I think, you have no chance, there are to much different bulbs with the same look.


----------



## Lunal_Tic (May 21, 2006)

I've got similar problems with WA bulbs I've got. You could always try my technique, put them into a light and if they pop it was the wrong one. 

-LT


----------



## maxilux (May 21, 2006)

Lunal_Tic said:


> I've got similar problems with WA bulbs I've got. You could always try my technique, put them into a light and if they pop it was the wrong one.
> 
> -LT



I have the same problem, in my opinion you can forget it, no chance for a private user.


----------



## andrewwynn (May 21, 2006)

like i said.. if you have a macro camara and it's a WA lamp.. it's possible. If you take a picture i can tell which it is if it's any of the standards.. 

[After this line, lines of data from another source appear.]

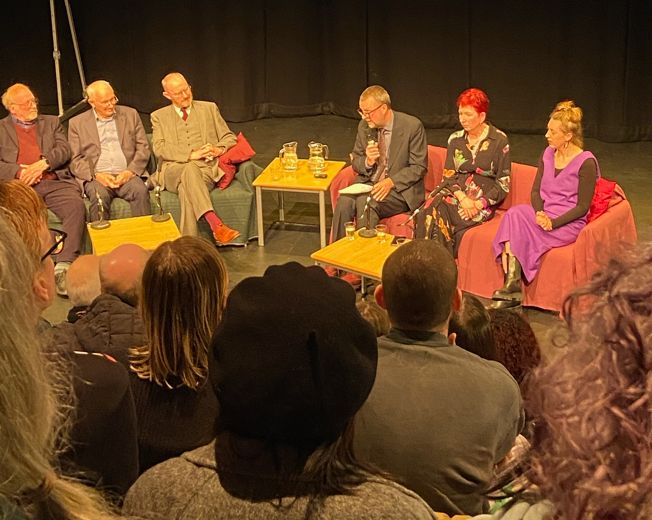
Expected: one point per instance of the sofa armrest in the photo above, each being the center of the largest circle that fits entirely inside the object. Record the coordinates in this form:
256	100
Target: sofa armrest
247	172
342	180
602	239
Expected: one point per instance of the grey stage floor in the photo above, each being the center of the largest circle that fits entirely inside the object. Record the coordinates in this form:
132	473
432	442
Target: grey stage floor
627	163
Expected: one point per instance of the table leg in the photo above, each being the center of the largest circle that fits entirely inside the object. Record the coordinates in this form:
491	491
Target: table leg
259	216
322	219
281	207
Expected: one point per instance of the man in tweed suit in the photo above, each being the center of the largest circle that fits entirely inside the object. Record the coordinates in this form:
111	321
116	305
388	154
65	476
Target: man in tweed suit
188	138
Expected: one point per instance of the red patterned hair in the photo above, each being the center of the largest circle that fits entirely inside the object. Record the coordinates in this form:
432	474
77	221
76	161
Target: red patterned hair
475	98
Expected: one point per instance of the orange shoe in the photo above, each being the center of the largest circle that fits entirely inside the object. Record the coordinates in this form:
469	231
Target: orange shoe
353	279
224	234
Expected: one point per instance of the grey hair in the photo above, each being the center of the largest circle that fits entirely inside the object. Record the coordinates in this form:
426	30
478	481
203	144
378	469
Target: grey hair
32	390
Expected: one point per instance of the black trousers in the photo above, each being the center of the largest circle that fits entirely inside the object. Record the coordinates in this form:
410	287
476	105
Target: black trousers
351	207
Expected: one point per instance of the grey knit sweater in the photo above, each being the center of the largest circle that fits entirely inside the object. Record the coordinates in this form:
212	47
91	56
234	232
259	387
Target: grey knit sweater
189	487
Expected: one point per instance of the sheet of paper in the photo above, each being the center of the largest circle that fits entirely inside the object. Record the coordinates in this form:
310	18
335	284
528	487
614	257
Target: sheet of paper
356	189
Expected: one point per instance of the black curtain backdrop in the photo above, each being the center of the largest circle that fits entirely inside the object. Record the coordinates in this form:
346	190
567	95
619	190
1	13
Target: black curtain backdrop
275	58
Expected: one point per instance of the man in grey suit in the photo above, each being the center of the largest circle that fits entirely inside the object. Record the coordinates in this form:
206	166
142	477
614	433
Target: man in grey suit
109	152
34	150
188	138
391	153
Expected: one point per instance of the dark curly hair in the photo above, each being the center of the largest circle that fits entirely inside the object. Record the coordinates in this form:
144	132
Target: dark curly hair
471	325
592	448
516	346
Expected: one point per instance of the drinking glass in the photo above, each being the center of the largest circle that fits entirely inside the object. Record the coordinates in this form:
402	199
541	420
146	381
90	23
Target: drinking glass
381	230
350	230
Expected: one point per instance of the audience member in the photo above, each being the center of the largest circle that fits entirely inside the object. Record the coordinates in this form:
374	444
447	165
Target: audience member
188	138
397	178
103	447
438	417
183	294
472	328
34	150
374	314
516	345
112	324
83	283
290	378
109	152
32	399
590	455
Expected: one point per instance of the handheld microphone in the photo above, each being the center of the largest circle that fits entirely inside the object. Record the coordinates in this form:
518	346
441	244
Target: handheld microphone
372	135
366	207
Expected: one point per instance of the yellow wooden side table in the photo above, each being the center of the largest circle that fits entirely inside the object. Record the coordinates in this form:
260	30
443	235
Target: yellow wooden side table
142	231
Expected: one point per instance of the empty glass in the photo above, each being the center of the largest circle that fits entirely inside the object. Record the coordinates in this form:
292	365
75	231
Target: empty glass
381	231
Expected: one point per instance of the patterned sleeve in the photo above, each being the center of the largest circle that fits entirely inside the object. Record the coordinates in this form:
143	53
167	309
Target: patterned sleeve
502	166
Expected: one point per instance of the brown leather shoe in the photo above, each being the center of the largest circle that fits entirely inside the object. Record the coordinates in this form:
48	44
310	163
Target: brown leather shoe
224	234
353	279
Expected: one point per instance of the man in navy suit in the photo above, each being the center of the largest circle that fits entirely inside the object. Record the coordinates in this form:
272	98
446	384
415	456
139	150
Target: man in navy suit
391	153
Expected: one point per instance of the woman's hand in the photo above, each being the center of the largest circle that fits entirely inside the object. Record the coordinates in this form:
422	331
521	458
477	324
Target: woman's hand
543	221
468	208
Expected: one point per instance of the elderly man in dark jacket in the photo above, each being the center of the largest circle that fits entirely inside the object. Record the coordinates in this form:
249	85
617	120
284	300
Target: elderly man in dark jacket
112	324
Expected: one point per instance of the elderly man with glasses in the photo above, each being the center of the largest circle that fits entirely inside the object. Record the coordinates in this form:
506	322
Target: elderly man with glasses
109	152
34	150
390	153
188	138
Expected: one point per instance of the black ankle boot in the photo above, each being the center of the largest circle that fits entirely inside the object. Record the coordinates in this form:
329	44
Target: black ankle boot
512	288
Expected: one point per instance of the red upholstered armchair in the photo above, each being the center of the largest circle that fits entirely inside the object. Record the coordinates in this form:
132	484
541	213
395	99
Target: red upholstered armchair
436	158
562	268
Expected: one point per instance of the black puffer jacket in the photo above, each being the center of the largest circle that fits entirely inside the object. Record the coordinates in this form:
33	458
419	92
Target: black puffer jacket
110	326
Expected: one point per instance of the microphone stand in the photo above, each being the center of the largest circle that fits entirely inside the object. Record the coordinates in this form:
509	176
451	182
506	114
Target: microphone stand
443	186
100	223
367	232
159	216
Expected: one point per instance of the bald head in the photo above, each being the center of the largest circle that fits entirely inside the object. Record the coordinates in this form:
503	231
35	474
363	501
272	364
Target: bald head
121	271
20	101
102	98
177	90
98	88
83	280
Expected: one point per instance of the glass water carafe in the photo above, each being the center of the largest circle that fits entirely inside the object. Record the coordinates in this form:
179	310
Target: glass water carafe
288	156
318	153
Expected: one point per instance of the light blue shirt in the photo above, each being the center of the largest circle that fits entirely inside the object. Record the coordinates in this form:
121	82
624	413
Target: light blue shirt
112	158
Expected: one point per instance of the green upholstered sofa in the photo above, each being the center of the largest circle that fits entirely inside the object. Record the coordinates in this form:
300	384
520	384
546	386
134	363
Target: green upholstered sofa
235	205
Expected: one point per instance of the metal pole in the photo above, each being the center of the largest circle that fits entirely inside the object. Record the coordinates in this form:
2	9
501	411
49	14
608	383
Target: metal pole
73	33
56	54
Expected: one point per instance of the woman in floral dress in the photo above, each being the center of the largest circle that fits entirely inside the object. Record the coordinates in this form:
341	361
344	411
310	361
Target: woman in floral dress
476	174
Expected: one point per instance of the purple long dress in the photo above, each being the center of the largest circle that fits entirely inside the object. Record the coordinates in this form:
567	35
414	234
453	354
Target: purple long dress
559	194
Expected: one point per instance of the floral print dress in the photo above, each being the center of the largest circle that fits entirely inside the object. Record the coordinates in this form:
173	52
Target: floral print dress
482	172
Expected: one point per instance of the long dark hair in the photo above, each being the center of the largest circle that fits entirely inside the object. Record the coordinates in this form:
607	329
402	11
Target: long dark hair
592	448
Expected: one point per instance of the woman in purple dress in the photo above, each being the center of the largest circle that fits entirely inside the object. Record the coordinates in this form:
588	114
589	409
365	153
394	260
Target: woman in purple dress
561	197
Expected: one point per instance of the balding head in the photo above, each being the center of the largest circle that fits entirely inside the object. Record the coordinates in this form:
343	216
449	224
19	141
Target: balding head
83	280
20	102
98	88
177	90
121	271
102	98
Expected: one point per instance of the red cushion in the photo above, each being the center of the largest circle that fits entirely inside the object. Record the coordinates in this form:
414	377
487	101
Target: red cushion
241	152
604	189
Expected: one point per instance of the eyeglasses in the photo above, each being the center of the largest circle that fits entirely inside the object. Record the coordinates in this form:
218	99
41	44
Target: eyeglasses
59	237
181	92
33	101
367	113
106	103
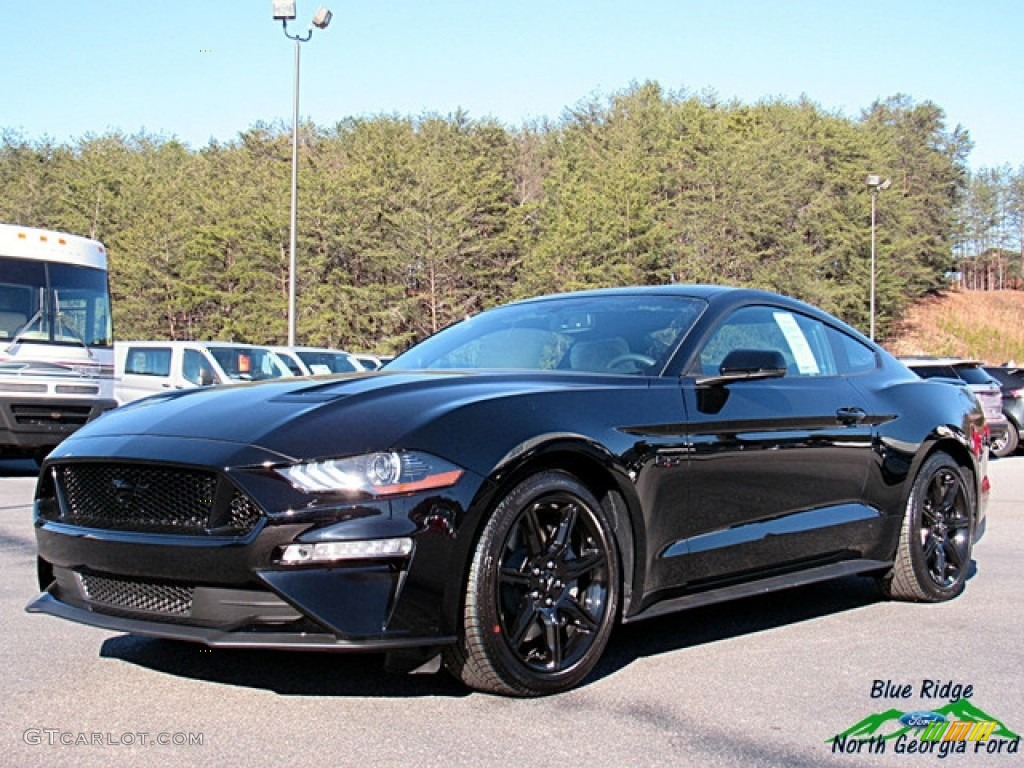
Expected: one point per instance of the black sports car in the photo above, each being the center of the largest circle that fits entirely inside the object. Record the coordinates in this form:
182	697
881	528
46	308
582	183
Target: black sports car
505	492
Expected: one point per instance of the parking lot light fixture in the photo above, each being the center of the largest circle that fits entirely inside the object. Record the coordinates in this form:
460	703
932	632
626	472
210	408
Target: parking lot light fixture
285	11
875	185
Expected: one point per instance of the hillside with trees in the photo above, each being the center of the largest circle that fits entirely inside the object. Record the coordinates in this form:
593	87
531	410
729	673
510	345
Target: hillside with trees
408	223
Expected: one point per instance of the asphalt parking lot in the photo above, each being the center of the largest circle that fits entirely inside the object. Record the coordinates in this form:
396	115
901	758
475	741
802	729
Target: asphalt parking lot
766	681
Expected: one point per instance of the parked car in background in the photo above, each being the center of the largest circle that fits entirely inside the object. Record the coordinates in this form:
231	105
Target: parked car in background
981	383
316	360
506	492
144	368
1012	383
373	361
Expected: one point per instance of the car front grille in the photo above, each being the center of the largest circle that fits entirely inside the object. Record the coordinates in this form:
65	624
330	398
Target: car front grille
156	500
138	596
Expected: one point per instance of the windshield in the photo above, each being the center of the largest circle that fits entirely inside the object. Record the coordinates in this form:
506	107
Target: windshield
52	303
606	333
249	364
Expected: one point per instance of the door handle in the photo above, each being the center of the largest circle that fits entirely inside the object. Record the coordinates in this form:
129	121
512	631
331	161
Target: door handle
851	416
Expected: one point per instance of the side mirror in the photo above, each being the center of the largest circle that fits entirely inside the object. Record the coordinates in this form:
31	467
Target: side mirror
769	361
742	365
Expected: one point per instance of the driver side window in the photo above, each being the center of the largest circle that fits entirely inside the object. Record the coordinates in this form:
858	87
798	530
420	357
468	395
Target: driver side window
802	341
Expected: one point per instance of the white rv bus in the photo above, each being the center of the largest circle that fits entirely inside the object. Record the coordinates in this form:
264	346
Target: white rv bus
56	343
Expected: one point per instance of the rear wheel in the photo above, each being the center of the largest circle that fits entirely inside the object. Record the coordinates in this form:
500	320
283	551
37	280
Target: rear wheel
543	591
933	558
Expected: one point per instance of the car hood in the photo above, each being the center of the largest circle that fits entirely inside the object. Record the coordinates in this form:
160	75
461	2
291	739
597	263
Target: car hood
302	419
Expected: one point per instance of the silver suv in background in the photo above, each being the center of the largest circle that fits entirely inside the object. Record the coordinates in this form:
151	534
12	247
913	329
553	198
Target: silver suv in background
317	360
144	368
985	388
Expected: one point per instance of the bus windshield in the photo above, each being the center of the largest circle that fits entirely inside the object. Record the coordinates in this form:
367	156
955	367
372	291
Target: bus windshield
53	303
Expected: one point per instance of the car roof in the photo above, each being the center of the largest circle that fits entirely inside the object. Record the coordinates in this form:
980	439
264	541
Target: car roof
182	343
926	360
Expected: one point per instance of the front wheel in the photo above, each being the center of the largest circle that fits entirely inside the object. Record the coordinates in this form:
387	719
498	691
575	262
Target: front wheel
543	591
933	558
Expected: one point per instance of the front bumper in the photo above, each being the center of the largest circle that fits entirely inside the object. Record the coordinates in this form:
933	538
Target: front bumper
224	584
31	426
226	617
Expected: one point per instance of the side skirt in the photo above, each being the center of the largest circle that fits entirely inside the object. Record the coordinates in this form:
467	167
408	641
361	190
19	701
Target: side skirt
760	587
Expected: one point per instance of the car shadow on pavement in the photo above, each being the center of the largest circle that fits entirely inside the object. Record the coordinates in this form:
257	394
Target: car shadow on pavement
327	674
284	672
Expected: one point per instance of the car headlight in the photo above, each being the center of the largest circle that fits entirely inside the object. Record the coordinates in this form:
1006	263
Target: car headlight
378	474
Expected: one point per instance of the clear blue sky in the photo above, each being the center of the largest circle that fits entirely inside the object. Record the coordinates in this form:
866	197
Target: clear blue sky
198	70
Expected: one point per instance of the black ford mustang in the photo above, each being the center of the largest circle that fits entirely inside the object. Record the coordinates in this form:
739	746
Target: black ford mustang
504	493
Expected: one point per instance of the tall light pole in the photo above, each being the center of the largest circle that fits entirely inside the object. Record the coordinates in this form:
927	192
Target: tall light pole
285	10
875	185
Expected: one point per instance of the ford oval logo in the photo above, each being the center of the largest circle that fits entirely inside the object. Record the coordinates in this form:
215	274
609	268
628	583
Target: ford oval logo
922	718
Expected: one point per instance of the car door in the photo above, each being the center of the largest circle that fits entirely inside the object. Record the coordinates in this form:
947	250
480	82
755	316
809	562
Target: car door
775	467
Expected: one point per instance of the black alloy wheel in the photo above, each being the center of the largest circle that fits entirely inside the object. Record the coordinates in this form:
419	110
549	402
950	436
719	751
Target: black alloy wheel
543	591
933	559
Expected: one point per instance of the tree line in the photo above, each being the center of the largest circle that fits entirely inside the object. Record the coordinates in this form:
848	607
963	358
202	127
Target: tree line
409	223
989	236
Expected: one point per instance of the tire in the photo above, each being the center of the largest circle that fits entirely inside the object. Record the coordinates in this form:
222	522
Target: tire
1008	444
933	557
542	595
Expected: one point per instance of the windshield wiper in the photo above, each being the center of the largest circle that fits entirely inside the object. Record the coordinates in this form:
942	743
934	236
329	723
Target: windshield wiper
59	324
25	329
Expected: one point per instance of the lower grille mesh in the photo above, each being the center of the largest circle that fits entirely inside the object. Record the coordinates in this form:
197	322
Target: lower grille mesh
143	596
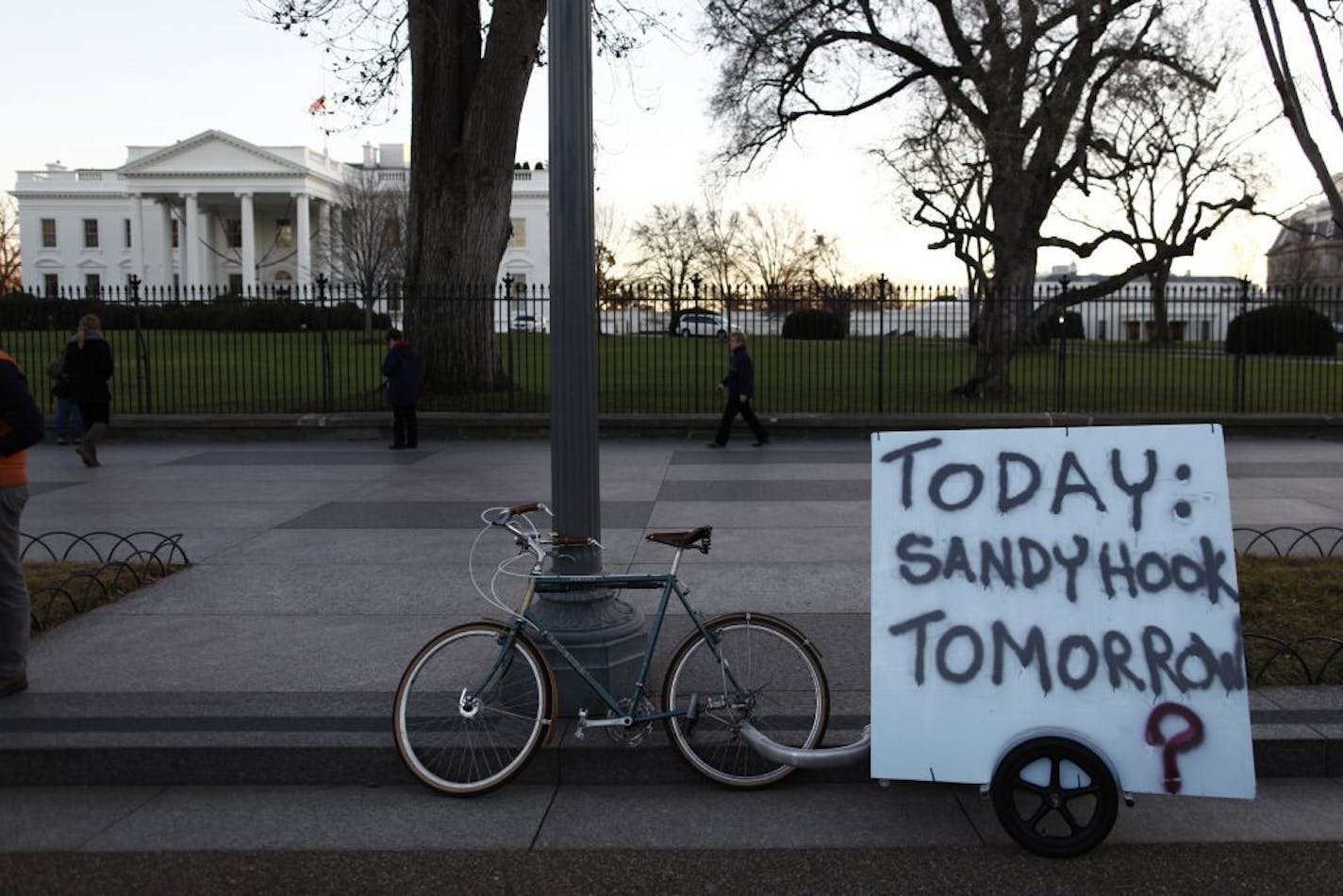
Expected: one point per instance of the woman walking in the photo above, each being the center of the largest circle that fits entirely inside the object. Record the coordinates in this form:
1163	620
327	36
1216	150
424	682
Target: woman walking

1111, 1331, 1185, 1160, 1166, 1274.. they all look different. 

-awr


----------



## maxilux (May 21, 2006)

Wow, can i send it with pm?


----------



## Lunal_Tic (May 21, 2006)

awr,

Couldn't you just post the pix?

-LT


----------



## maxilux (May 21, 2006)

No, easyest way for me is to sent a mail


----------



## Lunal_Tic (May 21, 2006)

maxilux said:


> No, easyest way for me is to sent a mail



Actually my previous post was for Andrew. That way all of us could take a look and he wouldn't have to mess with each individual case.

-LT


----------



## maxilux (May 21, 2006)

Sorry, can i mail you to 
I have only 2 bulbs from WA.
Please send me pm with your mail


----------



## andrewwynn (May 21, 2006)

I'm planning on getting a 'how to' manual online to ident the bulbs.. i just started to make the catalogue with pictures of each lamp with the physical description of each. 

From a macro picture i can positively ident. from the gold standards which lamps. I think i lost my 'cheat sheet' i started but it would only take about 10 minutes to re-create it. 

maxilux.. if you take a macro picture of the bulb ,just the straight sideways profile you can email it to me and i'll tell you which lamp they are if they are one of the ones i have on-hand (not likely i won't have it i have about a dozen different WA lamps). It will be helpful to know if you know a range.. i.e. 'one of these three). 

my email is in my profile. 

back to lunal_tic.. once i get caught up with nanos i'll have more time to finish the likes of the WA lamp identifier solution i will start a thread and have a real easy web forward to refer to it. 

-awr


----------



## maxilux (May 21, 2006)

pm send


----------